Both companies emphasize that they remain independent. In practice, that usually means: keep what works locally, and only standardize what truly benefits the chain. Sven Aertssen frames the logic clearly: “Both parties have a large network of customers based on a sustainable foundation.” He added, “We will use that foundation on both sides.” For florists, that reads as a commitment to build on existing relationships and proven routines, not to force a single model on every market.
What Florists Notice First: Flow, Not Marketing
Although big developments in the floral industry may feel distant, florists certainly feel how the market changes in their own week-to-week rhythm. If this collaboration delivers, their early wins will be practical: steadier access to Elite-origin products in Europe, delivered through established infrastructure, plus a cleaner path for selected European products into North America via Elite.
Aertssen’s approach to operations aligns with that focus. He said, “Everything flows smoothly from purchasing to production, from transport to delivery to the customer.” That is the kind of sentence buyers want their suppliers to live by, especially when timelines tighten around holidays.
Innovation and Product Development That Fits the Market
Beyond logistics, the agreement includes innovation and product development. In floriculture, ‘innovation’ is often a smarter assortment: a new variety that performs consistently, a premium line with the right storytelling, a seasonal special with a clear moment, or an ‘everyday’ upgrade that improves handling and reduces waste.
OFG’s role is to help Elite source and introduce European innovation for the U.S. and Canada. The tricky part is translation: what sells in a European cash-and-carry context may need different grades, packaging, or lead times for North American retail. By linking sourcing knowledge with market access, the partnership aims to reduce that gap.

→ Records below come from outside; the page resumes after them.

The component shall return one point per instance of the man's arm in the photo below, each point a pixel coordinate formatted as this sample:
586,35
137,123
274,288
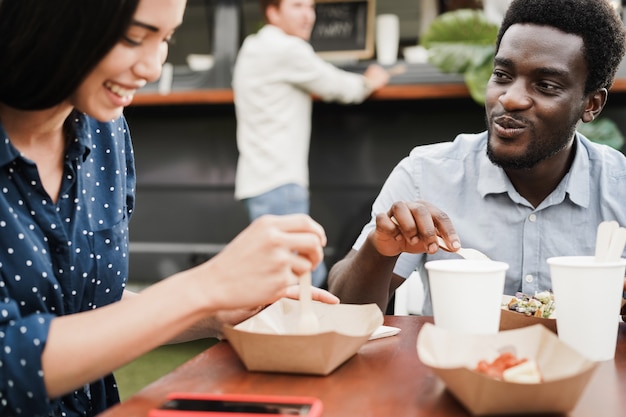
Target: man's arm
364,276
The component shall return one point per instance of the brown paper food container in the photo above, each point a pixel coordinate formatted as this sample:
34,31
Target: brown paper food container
269,341
513,320
565,372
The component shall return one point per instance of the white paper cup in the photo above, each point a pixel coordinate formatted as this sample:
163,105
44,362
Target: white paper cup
387,38
467,294
588,298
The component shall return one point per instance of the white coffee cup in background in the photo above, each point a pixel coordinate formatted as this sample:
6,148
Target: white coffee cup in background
467,294
387,38
588,299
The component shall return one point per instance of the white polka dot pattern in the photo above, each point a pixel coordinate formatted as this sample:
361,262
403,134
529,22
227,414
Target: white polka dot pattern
63,258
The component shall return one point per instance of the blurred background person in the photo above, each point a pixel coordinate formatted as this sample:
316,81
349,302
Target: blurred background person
275,75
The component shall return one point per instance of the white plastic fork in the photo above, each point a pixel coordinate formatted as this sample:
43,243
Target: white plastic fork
467,253
308,322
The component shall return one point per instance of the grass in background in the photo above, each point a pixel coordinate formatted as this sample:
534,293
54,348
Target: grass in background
153,365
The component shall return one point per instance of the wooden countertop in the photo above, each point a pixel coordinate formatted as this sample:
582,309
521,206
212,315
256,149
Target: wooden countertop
389,92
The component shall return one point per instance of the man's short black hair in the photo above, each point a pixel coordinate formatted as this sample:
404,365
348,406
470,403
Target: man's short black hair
595,21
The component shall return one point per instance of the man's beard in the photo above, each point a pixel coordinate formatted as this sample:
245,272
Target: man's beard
536,152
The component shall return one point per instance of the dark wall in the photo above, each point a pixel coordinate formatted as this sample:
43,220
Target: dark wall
186,159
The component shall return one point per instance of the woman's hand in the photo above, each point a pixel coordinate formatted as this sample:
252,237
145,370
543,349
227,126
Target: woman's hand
259,265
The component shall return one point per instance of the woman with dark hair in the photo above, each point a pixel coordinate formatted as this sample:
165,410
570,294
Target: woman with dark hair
67,184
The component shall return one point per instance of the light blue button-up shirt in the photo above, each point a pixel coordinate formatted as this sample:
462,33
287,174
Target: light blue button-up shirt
491,216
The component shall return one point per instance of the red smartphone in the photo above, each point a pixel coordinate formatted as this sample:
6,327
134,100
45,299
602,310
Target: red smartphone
236,405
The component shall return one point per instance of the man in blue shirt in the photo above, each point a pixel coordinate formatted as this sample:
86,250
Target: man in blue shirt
528,188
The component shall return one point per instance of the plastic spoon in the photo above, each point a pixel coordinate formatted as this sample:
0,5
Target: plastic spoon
616,246
467,253
471,254
308,322
603,239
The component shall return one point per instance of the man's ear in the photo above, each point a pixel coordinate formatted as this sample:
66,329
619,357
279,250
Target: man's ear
595,104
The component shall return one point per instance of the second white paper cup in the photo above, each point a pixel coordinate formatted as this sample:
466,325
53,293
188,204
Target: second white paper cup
387,38
467,294
588,298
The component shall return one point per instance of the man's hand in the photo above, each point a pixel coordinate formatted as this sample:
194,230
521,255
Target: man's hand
413,227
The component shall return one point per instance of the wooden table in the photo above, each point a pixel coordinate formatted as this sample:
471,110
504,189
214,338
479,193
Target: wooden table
384,379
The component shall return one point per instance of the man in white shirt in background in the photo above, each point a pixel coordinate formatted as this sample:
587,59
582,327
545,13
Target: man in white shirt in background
276,73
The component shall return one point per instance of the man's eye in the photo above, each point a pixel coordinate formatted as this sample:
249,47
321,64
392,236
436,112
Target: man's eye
131,41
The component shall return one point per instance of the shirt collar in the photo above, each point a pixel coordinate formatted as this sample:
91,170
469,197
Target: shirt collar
493,179
79,147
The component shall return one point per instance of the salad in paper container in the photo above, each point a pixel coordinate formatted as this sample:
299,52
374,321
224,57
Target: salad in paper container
521,310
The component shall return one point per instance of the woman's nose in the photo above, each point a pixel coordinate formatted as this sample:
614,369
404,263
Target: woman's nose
150,64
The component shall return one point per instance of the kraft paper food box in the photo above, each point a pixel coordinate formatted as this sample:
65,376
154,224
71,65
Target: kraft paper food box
565,372
269,341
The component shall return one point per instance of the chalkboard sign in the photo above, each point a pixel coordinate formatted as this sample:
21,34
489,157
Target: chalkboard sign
344,29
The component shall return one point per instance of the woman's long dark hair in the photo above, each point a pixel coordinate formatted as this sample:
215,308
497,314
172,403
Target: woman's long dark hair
48,47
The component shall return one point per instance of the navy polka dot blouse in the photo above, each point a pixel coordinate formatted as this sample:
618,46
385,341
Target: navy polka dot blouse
62,258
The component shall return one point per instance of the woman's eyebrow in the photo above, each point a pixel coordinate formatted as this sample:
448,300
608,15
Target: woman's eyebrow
145,26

Supply chains only work when people and processes are aligned. In a recent reflection on operating at scale, Aertssen noted, “What really stands out is how well the entire organization is working together now.” He also pointed to the human side of resilience: “Confidence in each other, in our growers, customers, and partners.” Those lines matter because a transatlantic chain is not just trucks and flights. It is shared standards, shared feedback, and shared accountability when something goes off-plan.
The Sourcing Bridge Into North America
OFG has been building sourcing structures closer to production regions for years. Speaking about OFG’s sourcing work out of Kenya through its Zami Africa operation, Aertssen said, “Our companies seek to establish a connected supply chain, matching supply and demand.” He added, “One Flora Group can serve the entire market efficiently and directly from the source.”
Applied to this partnership, the idea is straightforward: move product and information more directly, so new European products can land in North America with the right specs and fewer weak points in the chain.
Where This Can Get Interesting in 2026
For the sector, the story is less about one agreement and more about what it unlocks: shared knowledge, tighter timing, and better odds that new products reach the right channels.
If OFG and Elite keep independence while tightening the logistics and innovation link, florists get many benefits. Or, in the final words from Sven Aertssen, "In the longer term, we're moving toward a model where geographical boundaries are less defining. For customers, this means access to a much larger, international pool of growers and products, with fewer links and greater control. The daily benefits lie in simplicity: less complexity, more choice, better availability, and a supply chain that becomes more predictable and transparent – for both buyers and florists."
All photos courtesy of One Flora Group.